The problem I ran into was a definitional one--in nearly all cases, when a president interprets or challenges, he does so by pointing to his Article II powers to justify his actions. Further, particularly by the time of Clinton and Bush II, their signing statement challenges made it tough to separate as either-or. So I sacrificed a level of understanding because it was unmanageable--and I continue to believe that anyone who continues to use the three categories are having to guess at some signing statements, and we should not be guessing. It made more sense to me to collapse the Constitutional and Interpretive categories in one category titled Constitutional. Since the president was justifying his actions in constitutional terms, I feel comfortable with my decision. Thus when I had the three categories, the total numbers were much smaller.

Posner and Bradley also note that their additional category gives them numbers different from others, which is correct. The problem with this is it provides shelter for partisans--and we have seen this on a number of different occasions where the argument is that Clinton issued more signing statements than Bush or, as Jones cites the CRS article (relying on Bradley and Posner's data) which demonstrates an incredible difference between my count, or the count by Kinkopf and Shane, thus creating a sense that no one really knows how many or how few challenges a president has made, thus the numbers are derived for partisan reasons rather than scholarly reasons.

The action by Jones has been noted by members of the press. In this article, titled "What else has Bush Lied about?," columnist David Paul Brown distorts the issue of the signing statement. Brown writes:


Presidents over the years have all used signing statements but they were used rarely and mostly for "big ticket" items. President Bush uses them to sign most any law and then essentially say, "I can choose to follow the law, follow it in part, or ignore it entirely if I choose to." He has issued more signing statements than all other presidents combined.

I have no ideal what a "big ticket" item is in political terms.

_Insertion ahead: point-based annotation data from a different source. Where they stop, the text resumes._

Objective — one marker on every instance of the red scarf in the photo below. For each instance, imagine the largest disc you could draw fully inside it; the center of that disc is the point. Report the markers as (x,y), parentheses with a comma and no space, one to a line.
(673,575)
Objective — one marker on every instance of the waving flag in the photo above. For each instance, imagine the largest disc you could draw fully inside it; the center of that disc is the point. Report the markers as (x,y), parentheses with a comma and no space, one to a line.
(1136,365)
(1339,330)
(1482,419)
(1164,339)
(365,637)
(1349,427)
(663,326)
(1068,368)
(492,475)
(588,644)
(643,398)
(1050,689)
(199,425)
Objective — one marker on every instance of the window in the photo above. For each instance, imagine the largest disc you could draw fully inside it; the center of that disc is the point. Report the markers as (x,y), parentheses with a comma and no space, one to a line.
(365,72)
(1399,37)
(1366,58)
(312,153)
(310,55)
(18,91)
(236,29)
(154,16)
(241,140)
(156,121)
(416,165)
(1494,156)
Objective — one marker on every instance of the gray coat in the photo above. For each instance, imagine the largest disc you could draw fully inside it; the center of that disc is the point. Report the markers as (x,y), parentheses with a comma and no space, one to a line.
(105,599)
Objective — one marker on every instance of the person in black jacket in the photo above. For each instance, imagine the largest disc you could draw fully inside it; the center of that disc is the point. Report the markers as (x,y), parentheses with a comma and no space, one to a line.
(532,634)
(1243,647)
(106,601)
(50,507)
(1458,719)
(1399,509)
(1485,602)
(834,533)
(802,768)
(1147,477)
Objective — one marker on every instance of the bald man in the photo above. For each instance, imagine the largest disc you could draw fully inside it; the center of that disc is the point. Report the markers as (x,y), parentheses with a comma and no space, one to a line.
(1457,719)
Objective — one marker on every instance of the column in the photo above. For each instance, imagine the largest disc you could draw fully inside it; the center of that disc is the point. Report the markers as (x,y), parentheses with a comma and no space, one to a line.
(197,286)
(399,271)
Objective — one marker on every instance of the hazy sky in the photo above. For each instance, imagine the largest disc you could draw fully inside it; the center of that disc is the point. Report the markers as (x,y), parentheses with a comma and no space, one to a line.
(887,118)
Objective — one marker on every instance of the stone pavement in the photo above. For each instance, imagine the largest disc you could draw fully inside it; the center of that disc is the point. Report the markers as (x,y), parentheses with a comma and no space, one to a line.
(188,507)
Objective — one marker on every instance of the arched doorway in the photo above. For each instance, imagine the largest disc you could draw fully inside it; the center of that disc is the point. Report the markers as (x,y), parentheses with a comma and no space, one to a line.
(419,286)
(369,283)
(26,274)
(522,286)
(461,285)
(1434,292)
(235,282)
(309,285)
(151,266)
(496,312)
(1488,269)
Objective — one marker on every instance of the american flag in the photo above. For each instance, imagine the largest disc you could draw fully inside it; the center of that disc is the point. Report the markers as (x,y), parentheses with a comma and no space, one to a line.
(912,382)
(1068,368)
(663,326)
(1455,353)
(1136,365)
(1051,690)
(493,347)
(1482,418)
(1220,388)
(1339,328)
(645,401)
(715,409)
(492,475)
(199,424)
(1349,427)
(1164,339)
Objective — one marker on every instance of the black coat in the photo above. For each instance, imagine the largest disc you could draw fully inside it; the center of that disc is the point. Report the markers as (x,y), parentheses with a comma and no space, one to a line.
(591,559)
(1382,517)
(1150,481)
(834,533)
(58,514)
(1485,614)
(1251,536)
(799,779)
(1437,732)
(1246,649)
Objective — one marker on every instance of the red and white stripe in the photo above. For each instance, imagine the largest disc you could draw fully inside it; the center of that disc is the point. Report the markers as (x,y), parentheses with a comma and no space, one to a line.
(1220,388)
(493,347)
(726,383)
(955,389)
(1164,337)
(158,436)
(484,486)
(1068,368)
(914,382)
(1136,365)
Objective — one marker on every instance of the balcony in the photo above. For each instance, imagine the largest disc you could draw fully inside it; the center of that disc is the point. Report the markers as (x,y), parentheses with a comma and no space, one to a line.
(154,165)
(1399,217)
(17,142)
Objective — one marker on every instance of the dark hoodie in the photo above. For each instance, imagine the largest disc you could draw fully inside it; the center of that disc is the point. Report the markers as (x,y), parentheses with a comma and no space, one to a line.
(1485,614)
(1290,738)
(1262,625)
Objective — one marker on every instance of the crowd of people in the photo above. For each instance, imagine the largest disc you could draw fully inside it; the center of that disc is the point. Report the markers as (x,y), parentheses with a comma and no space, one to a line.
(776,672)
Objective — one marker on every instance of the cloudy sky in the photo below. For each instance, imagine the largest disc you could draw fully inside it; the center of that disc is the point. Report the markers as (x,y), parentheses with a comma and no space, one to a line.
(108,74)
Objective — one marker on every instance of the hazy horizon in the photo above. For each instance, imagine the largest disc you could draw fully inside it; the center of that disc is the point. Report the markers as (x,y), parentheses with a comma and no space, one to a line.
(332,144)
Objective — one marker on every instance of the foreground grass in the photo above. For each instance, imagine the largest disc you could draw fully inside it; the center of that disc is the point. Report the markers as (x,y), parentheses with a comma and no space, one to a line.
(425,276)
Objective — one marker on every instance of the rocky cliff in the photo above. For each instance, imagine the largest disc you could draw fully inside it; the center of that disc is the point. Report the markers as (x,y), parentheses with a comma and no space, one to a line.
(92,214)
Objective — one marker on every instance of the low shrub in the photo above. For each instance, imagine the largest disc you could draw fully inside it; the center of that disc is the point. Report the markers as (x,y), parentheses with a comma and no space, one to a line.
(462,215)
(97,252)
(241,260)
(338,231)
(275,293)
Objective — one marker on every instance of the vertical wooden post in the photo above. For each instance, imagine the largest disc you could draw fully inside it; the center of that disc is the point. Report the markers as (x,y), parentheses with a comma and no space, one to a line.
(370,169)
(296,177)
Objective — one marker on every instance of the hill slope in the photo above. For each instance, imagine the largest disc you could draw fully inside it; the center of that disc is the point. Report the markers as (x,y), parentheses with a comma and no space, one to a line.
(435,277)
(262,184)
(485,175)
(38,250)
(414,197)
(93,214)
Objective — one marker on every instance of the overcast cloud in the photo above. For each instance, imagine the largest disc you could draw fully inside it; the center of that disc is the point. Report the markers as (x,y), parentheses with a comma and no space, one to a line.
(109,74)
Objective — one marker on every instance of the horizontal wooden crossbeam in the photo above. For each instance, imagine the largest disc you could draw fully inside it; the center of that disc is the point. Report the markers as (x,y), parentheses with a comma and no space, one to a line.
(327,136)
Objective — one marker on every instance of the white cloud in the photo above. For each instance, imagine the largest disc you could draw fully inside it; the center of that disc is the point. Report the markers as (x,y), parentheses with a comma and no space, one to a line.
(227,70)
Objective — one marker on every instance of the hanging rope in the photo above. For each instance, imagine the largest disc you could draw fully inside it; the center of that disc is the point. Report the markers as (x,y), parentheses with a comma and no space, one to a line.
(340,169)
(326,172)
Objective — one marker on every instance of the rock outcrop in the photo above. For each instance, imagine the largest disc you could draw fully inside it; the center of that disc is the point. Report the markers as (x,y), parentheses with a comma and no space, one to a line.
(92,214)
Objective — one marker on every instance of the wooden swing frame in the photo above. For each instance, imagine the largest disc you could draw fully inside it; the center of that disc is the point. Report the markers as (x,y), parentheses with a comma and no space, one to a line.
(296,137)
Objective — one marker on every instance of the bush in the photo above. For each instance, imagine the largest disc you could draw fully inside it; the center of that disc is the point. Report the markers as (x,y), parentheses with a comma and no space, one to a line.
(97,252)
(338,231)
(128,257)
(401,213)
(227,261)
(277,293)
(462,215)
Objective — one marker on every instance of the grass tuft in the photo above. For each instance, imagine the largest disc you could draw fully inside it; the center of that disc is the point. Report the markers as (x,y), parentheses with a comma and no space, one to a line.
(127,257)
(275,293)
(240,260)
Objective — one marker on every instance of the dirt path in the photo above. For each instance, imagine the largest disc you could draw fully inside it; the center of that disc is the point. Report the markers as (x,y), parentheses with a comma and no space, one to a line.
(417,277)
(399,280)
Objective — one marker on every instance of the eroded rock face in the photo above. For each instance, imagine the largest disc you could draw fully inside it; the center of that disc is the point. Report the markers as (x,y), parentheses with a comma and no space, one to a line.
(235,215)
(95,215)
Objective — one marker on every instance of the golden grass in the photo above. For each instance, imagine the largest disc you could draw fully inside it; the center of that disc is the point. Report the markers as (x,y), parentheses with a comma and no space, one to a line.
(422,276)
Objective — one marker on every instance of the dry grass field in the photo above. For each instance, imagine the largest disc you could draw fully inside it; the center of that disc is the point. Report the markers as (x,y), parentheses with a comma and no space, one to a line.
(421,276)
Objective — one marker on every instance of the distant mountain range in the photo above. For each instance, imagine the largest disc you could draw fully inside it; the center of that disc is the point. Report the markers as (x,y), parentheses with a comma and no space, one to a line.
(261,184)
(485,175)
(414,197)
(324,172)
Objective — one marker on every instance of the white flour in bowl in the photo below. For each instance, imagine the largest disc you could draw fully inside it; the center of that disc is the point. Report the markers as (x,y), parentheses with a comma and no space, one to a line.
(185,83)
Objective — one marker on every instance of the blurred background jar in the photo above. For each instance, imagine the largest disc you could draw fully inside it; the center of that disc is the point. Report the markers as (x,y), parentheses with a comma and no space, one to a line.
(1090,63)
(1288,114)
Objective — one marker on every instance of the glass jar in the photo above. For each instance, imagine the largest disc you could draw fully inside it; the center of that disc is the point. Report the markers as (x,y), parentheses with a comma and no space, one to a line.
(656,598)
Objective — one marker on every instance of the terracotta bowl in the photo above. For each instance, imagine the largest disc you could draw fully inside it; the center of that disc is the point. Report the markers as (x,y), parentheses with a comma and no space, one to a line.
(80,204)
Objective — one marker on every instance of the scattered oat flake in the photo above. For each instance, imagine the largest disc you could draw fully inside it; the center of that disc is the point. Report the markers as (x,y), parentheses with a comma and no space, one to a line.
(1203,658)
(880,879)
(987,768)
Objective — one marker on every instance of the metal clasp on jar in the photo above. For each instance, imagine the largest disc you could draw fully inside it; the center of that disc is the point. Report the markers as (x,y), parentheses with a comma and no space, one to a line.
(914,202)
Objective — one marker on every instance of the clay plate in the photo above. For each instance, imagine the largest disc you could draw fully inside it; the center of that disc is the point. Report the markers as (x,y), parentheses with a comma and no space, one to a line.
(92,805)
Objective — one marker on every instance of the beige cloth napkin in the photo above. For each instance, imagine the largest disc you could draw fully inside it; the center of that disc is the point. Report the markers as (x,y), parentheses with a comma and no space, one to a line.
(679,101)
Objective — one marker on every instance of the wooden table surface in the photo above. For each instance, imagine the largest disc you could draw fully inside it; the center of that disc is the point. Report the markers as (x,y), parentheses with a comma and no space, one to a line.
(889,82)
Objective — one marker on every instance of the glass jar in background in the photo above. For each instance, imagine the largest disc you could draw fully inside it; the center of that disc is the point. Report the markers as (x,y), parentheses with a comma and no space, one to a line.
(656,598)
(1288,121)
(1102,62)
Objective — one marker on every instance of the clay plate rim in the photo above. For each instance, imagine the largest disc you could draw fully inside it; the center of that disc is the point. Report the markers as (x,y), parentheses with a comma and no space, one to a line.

In household lingo, it refers to things such as a big screen TV or a car. Further, once again we are left with the sense that the president uses a signing statement because the mood strikes him to do so. Sure, President Bush has challenged more provisions of law than any other president, but all of those challenges come packaged in constitutional terms. Thus for the most part, any one of President Bush's signing statement that challenges provisions of law reads like those challenges made by Reagan, Bush I, and Clinton. To say different demonstrates just how little you know about the signing statement.

If the Congress and partisans like Brown really want to combat the use of the signing statement--at least so long as Bush is in office--then they will continue to fight for Democratic control of Congress, because since January 2007, President Bush has barely turned to the signing statement, and when he does, it is often for purely rhetorical reasons. It appears that divided government has had a major effect on the use of the signing statement by the Bush administration, which is weird. In the past, divided government was a major reason why presidents used the signing statement to challenge provisions of law.

Second, the Congress and partisans like Brown will work hard to uncover how the challenges are implemented in the executive branch agencies, because that is what is really important. The president can make all the challenges he wants, but it is clear that he will only see through a tiny subset of those challenges. Thus Congress should continue to hold oversight hearings and press the GAO to replicate some of the studies it has done in 2007. Furthermore members of the press will continue to use their contacts inside the executive branch agencies to determine whether the signing statement is actually having an effect on implementation. Only then will we all really understand the importance of the signing statement to any president, Democrat of Republican.